Being a firefighter has brought a lot to Robinson’s life. He met his wife while he was teaching a class on how to use fire extinguishers. He’s very involved in his department and continues to work, though he did have to miss Bothell’s pancake breakfast and Fourth of July parade this year. He has also participated in the Scott Firefighter Stairclimb, which supports The Leukemia and Lymphoma Society, every year since 2001.

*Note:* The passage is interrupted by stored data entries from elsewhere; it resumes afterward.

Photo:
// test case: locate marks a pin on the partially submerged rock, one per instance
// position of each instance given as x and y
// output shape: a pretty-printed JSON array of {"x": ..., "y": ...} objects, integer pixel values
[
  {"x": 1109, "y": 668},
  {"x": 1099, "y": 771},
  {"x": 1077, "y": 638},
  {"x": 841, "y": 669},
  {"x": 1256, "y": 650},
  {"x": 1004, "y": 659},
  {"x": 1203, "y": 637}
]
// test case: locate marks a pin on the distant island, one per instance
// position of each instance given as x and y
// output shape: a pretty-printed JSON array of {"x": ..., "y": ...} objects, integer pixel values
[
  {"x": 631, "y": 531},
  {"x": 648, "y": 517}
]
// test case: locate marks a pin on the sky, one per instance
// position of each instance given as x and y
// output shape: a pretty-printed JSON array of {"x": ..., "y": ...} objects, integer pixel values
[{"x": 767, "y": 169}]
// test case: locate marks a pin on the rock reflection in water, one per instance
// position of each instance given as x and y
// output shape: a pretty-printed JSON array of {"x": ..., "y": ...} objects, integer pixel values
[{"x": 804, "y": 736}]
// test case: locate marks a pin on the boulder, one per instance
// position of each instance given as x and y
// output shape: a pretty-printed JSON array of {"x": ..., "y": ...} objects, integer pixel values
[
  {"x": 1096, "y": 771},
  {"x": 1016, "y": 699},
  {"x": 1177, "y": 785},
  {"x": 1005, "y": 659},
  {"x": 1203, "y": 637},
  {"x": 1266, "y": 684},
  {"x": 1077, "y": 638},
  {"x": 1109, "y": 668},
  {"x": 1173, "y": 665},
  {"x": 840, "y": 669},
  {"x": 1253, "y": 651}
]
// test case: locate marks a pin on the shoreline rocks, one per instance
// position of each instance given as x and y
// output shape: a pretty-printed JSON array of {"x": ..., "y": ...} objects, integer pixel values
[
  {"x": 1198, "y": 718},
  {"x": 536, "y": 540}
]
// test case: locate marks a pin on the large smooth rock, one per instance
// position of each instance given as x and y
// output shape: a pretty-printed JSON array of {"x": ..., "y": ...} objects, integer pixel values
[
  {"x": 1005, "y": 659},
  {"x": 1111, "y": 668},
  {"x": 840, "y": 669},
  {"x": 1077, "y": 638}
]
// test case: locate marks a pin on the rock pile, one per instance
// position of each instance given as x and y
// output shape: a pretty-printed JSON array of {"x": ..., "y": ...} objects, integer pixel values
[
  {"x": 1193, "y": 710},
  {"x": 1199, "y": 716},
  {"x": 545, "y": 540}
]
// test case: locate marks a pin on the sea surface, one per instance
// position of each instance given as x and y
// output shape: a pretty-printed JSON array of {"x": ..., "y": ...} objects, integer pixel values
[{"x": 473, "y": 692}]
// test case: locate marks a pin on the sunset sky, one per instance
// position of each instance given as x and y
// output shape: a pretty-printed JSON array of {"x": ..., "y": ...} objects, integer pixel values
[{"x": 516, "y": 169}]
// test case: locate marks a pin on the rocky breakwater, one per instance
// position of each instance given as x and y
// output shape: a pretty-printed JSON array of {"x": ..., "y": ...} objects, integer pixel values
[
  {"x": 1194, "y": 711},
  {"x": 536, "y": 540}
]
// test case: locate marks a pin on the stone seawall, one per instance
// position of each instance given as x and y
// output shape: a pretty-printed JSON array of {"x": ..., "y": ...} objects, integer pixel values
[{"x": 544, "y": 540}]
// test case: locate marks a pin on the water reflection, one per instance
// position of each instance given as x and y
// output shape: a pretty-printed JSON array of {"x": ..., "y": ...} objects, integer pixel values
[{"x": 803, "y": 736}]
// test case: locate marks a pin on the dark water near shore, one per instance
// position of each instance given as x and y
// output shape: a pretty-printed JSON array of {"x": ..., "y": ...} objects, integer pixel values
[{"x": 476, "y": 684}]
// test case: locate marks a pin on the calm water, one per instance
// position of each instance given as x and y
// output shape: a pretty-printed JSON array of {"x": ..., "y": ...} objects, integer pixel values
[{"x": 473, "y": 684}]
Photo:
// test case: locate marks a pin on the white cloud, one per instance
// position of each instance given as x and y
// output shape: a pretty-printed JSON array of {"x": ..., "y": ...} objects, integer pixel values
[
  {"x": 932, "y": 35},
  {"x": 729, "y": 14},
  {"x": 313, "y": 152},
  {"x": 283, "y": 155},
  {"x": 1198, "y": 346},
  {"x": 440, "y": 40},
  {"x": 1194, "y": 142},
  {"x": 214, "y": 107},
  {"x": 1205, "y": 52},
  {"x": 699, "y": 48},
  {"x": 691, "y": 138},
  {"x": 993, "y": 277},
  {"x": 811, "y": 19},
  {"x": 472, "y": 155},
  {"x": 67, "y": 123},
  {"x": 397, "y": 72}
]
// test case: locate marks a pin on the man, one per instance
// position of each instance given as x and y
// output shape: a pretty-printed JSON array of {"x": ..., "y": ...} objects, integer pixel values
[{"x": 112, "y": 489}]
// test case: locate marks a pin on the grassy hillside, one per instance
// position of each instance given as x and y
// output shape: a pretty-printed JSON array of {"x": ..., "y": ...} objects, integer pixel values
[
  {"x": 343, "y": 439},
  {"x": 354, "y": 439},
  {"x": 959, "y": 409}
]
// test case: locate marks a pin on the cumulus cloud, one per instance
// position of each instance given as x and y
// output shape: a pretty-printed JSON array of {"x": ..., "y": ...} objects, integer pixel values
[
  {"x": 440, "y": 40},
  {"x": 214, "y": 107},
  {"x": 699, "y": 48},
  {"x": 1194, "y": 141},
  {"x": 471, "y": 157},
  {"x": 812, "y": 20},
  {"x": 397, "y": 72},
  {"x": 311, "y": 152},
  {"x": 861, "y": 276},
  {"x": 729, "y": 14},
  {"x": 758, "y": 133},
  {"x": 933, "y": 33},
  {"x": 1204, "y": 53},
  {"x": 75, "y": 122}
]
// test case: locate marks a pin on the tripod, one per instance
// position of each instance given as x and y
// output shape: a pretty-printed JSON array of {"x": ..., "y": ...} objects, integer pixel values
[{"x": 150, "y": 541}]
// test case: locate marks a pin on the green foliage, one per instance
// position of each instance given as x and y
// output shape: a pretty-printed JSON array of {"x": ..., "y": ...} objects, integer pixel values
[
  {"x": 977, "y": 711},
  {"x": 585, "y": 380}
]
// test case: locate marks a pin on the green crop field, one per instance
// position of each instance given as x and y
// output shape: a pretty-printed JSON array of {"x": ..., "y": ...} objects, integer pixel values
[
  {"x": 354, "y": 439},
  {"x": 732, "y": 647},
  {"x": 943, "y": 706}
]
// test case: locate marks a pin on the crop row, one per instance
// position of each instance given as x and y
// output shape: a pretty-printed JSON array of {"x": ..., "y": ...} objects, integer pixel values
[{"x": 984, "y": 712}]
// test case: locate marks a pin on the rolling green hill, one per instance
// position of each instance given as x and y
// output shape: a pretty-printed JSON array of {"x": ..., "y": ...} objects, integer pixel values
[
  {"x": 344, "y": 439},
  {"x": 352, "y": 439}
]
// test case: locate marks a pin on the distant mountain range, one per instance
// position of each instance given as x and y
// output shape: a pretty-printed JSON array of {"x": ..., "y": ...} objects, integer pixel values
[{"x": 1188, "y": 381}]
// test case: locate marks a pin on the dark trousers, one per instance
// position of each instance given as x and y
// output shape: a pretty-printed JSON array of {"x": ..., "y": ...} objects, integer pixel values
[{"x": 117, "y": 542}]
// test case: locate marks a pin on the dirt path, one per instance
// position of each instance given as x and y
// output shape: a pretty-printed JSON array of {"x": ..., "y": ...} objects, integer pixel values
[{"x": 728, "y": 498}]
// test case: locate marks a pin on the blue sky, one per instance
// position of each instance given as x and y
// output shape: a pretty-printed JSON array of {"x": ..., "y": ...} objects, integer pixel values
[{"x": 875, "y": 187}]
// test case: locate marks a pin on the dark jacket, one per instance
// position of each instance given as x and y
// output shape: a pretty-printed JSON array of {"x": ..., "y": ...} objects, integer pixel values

“For the last two years, I actually did it while I had cancer, but I didn’t tell anyone,” he said. “There’s a cancer survivor battalion that I can be part of next year.”
Robinson has faith in modern medicine. His current regimen, called a bridge treatment, appears to be working; he has no new tumors, and the ones he has have been reduced by half. He’s also planning to try T-cell therapy.
“It’s super dangerous because they have to basically eliminate your immune system,” he said. “But if it works, it’s a home run.”
He doesn’t have an extensive family history with cancer, except for one uncle, who he believes could have survived if he had access to today’s treatments.
“Almost all of the medicines that I’ve tried didn’t exist three years ago,” he said.
Because he has no cancer symptoms, Robinson has to go to the hospital every six weeks for scans. If he tries immunotherapy, he’ll have to go for infusions every three weeks, which have “a boatload of side effects.” But Robinson had a vision that he will beat cancer.
“I knew without a doubt that I was going to live through this. It’s 100 percent different fighting cancer knowing that, as opposed to wondering,” he said. “I haven’t made it this far in life without breaking the rules, and I don’t plan on starting now.”